Herbert G. Ponting (1870-1935) was one of the most renowned photographers of his day when he was recruited as “camera-artist” to the British Antarctic (Terra Nova) Expedition, 1910-1913.
Born into a wealthy Victorian family from Salisbury, Ponting worked briefly as a banker before moving to California and turning his attention to photography.
During the first years of the 20th century, a number of assignments took him to the Far East. In 1904-1905, he photographed the Russo-Japanese war in Manchuria, before continuing his travels in Japan, Burma, Java, China and India, selling his work to London’s foremost magazines.
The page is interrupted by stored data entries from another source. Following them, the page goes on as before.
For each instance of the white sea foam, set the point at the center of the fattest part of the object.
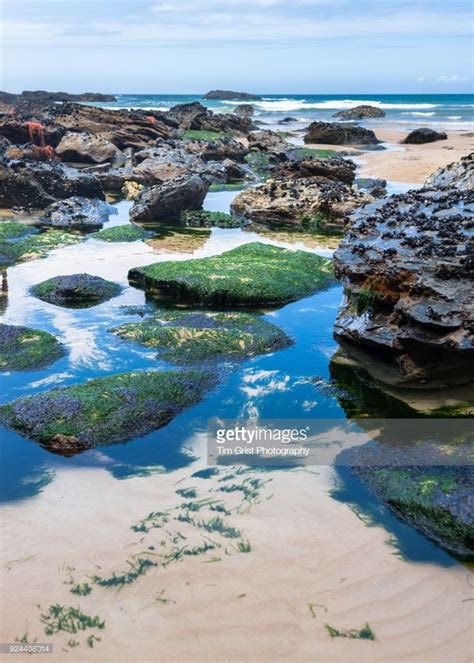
(284, 105)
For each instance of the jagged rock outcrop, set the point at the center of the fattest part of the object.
(36, 184)
(424, 135)
(334, 133)
(459, 174)
(77, 213)
(307, 195)
(407, 266)
(87, 148)
(360, 113)
(165, 202)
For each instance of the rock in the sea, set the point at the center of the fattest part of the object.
(251, 275)
(112, 409)
(269, 141)
(36, 184)
(459, 174)
(86, 148)
(406, 266)
(375, 186)
(245, 109)
(26, 349)
(333, 133)
(360, 113)
(320, 202)
(424, 135)
(188, 337)
(229, 95)
(77, 213)
(76, 290)
(165, 202)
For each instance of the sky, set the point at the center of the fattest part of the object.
(262, 46)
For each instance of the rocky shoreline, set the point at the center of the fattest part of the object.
(406, 263)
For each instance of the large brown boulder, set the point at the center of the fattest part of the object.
(86, 148)
(333, 133)
(166, 201)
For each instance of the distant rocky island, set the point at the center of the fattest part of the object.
(228, 95)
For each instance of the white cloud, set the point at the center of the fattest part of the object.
(454, 78)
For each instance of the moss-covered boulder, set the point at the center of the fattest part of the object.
(116, 408)
(127, 233)
(76, 290)
(252, 275)
(188, 337)
(207, 219)
(24, 349)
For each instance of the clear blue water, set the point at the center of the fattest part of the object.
(454, 111)
(276, 385)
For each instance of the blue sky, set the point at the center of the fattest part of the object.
(279, 46)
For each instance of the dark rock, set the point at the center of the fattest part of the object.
(333, 169)
(228, 95)
(375, 186)
(77, 213)
(86, 148)
(76, 290)
(424, 135)
(360, 113)
(333, 133)
(165, 202)
(406, 265)
(245, 109)
(36, 184)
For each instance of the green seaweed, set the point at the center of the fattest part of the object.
(183, 337)
(250, 275)
(27, 349)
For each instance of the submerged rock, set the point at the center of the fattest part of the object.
(459, 174)
(360, 113)
(105, 410)
(333, 133)
(86, 148)
(36, 184)
(189, 337)
(424, 135)
(165, 202)
(26, 349)
(250, 275)
(77, 213)
(406, 265)
(76, 290)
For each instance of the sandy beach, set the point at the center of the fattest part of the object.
(269, 604)
(409, 163)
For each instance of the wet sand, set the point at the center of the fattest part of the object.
(312, 561)
(409, 163)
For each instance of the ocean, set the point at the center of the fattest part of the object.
(443, 111)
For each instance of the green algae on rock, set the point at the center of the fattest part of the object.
(76, 290)
(187, 337)
(23, 348)
(207, 219)
(127, 233)
(111, 409)
(251, 275)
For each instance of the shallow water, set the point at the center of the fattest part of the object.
(275, 385)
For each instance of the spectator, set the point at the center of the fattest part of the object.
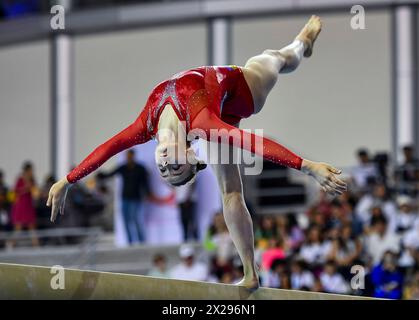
(314, 250)
(135, 186)
(406, 216)
(44, 212)
(289, 230)
(105, 218)
(5, 224)
(159, 269)
(265, 231)
(364, 172)
(332, 281)
(410, 244)
(23, 211)
(379, 198)
(301, 278)
(322, 208)
(345, 250)
(272, 277)
(387, 280)
(186, 199)
(405, 173)
(189, 269)
(274, 252)
(380, 240)
(221, 240)
(412, 289)
(285, 281)
(3, 186)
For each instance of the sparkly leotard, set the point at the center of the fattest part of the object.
(203, 98)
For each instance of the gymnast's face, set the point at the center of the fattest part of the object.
(173, 163)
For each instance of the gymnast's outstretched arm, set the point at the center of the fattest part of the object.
(134, 134)
(324, 173)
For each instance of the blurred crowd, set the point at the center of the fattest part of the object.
(364, 242)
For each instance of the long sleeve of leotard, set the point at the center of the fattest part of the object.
(264, 147)
(134, 134)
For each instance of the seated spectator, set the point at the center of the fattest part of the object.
(380, 197)
(405, 174)
(301, 277)
(406, 216)
(345, 250)
(274, 252)
(411, 291)
(44, 212)
(364, 172)
(289, 231)
(189, 268)
(159, 269)
(332, 281)
(380, 240)
(265, 230)
(387, 280)
(314, 250)
(3, 187)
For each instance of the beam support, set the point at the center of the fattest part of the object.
(405, 79)
(62, 104)
(219, 41)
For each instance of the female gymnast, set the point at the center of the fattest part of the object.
(203, 99)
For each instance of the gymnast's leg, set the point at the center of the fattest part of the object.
(238, 220)
(261, 72)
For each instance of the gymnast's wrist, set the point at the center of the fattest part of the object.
(306, 166)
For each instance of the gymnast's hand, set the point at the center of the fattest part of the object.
(56, 197)
(325, 174)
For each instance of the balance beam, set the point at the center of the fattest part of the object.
(34, 282)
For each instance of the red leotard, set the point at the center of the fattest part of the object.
(204, 98)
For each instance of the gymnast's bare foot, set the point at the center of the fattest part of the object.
(309, 33)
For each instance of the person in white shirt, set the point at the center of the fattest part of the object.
(189, 269)
(301, 278)
(410, 243)
(381, 240)
(378, 198)
(406, 216)
(314, 250)
(364, 171)
(332, 281)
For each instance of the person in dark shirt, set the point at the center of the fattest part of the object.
(135, 187)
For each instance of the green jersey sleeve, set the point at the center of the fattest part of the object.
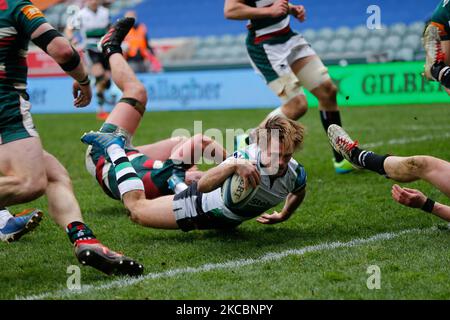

As a member of the Terra Nova Expedition, Ponting helped set up the Antarctic winter hut at Cape Evans, and was entitled to a tiny photographic darkroom in which he also slept. Working with glass plate negatives and a comprehensive range of cameras and lenses, he photographed all aspects of the expedition. As a middle-aged man, however, he was not able to take part on the inland trek to the South Pole and, after 14 months at Cape Evans, he boarded Terra Nova in February 1912 to return home. Back in London, he set to work shaping a visual narrative of the expedition for Captain Scott to show during his lectures upon his return. This was not to be, however, as Scott and four of his men perished on their return from the Pole.
The tragic outcome of the Terra Nova expedition would affect Ponting’s later life and career. Although millions throughout the world would come to see the beauty and majesty of the earth’s last known continent through his images and films, a prior contractual agreement with Scott did not guarantee him any exclusivity in exploiting the photographs, and his own lectures earned him very little.
Ponting virtually gave up photography, turning to business instead, but he was no businessman. When he died in 1935, the net value of his estate was insufficient to pay off his debts.